I feel constantly detached from my body, and I think it is connected to my autism.

I know that I am sitting in this chair. I know that I am writing these words. I know where I am, and I know who I am with. But I cannot really feel any of those things.

If I try to think about how my legs feel, I draw a blank. If I try to think about my weight pressing into the chair, I get nothing. Instead, I notice a strange, floaty feeling. A frustrating and unsettling reminder that I do not ever feel connected to my body.


 


Feeling constantly detached from my body

I have had this feeling for as long as I can remember.

I first noticed it as a young teenager, but suspect it had been going on for longer. As a child, I would stare at the wall and feel a strange fuzzy feeling in my brain. It distorted my perception and made things feel much bigger and dream-like than they ought to.

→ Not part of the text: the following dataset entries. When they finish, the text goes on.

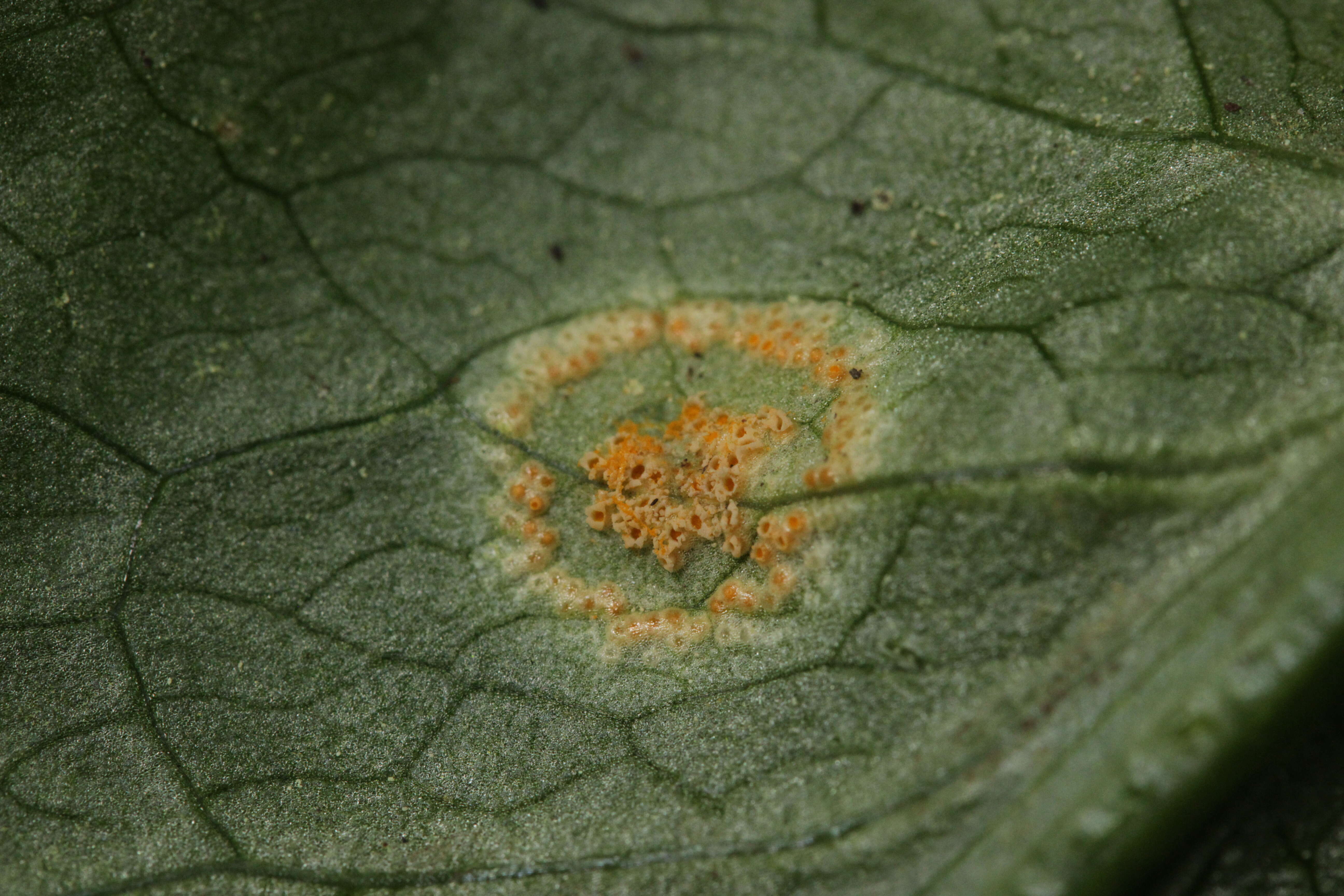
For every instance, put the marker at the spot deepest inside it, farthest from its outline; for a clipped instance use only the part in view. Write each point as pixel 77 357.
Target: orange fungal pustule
pixel 667 489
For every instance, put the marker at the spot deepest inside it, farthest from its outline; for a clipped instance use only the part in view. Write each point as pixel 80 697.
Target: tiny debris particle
pixel 228 131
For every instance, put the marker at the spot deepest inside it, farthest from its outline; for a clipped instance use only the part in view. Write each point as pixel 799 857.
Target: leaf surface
pixel 267 269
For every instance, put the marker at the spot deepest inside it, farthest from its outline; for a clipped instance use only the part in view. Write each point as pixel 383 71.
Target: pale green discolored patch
pixel 1069 539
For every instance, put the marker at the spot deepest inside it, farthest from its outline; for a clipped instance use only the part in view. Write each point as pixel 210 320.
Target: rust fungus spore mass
pixel 671 488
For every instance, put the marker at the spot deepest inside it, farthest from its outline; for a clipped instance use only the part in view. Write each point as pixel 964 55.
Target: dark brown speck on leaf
pixel 228 131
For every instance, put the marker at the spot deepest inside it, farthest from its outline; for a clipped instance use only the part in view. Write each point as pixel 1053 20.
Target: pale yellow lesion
pixel 671 486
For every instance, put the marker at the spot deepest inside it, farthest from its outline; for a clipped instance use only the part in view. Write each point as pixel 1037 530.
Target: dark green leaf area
pixel 109 789
pixel 304 519
pixel 68 510
pixel 1272 72
pixel 1283 834
pixel 216 331
pixel 1003 49
pixel 988 577
pixel 260 261
pixel 292 101
pixel 1222 353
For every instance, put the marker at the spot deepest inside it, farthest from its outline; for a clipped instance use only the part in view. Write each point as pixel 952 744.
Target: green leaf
pixel 271 272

Much later, when trying to find an explanation for my other symptoms, I stumbled across the term ‘depersonalisation’. I read that, besides feeling very detached from your body, it can also cause visual distortion. I read that this did not typically last more than a few days or weeks, and is normally a response to acute trauma…

By the time I was reading this, years had passed. And, if it is at all connected to the strange sensations I felt as a child, perhaps it has been happening my whole life.

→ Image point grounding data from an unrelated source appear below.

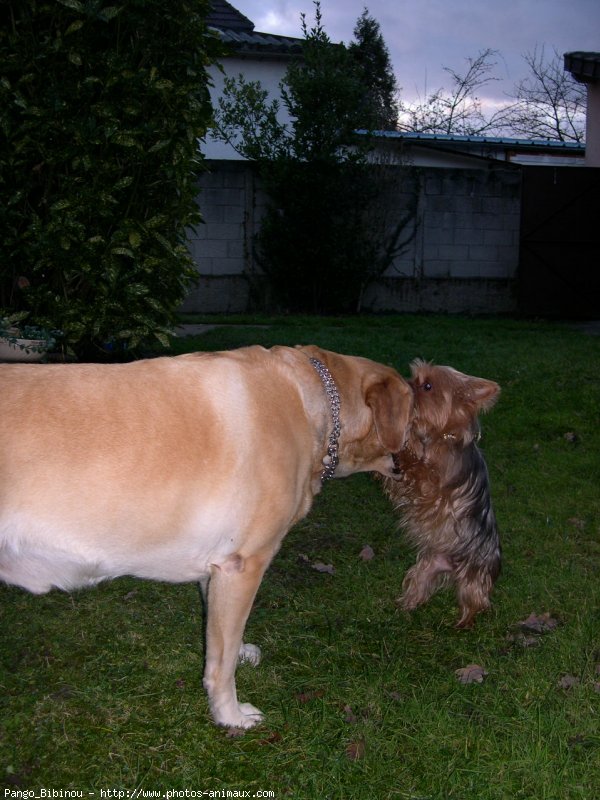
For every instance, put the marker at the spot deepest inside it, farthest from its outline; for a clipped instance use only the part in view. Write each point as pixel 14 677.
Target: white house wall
pixel 269 73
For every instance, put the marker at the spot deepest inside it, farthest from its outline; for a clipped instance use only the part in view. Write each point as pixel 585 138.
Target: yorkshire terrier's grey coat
pixel 443 492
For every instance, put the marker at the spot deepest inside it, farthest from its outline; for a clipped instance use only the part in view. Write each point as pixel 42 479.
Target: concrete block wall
pixel 463 258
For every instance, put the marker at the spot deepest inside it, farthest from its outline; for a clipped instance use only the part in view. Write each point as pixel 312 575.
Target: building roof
pixel 485 148
pixel 238 32
pixel 468 142
pixel 584 67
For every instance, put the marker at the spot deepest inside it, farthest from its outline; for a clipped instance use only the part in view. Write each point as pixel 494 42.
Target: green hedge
pixel 101 107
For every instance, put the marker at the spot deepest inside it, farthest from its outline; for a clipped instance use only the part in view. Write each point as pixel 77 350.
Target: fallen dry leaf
pixel 538 623
pixel 311 694
pixel 523 640
pixel 356 750
pixel 471 674
pixel 568 682
pixel 367 553
pixel 273 738
pixel 235 733
pixel 328 568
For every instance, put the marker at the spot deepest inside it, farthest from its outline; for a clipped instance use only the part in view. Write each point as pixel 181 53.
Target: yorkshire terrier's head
pixel 447 402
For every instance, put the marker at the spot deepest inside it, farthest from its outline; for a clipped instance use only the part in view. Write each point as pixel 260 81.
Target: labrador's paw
pixel 244 715
pixel 249 653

Day-to-day, I do not always notice this detachment. After a few years of being kinda freaked out, I learnt to cope by ignoring it. Nevertheless, there are times when it is problematic.

In meetings, I often have a feeling of “coming to”. All of a sudden I realise that I’m in a room with people. And really hope I have been saying things and making facial expressions that make sense up to that point.

I get confused about whose arm or leg is whose when sitting with someone, because I am not connected enough to the bits that belong to me. Seeing someone move a leg, which my brain evidently thinks might be mine, can be quite disturbing.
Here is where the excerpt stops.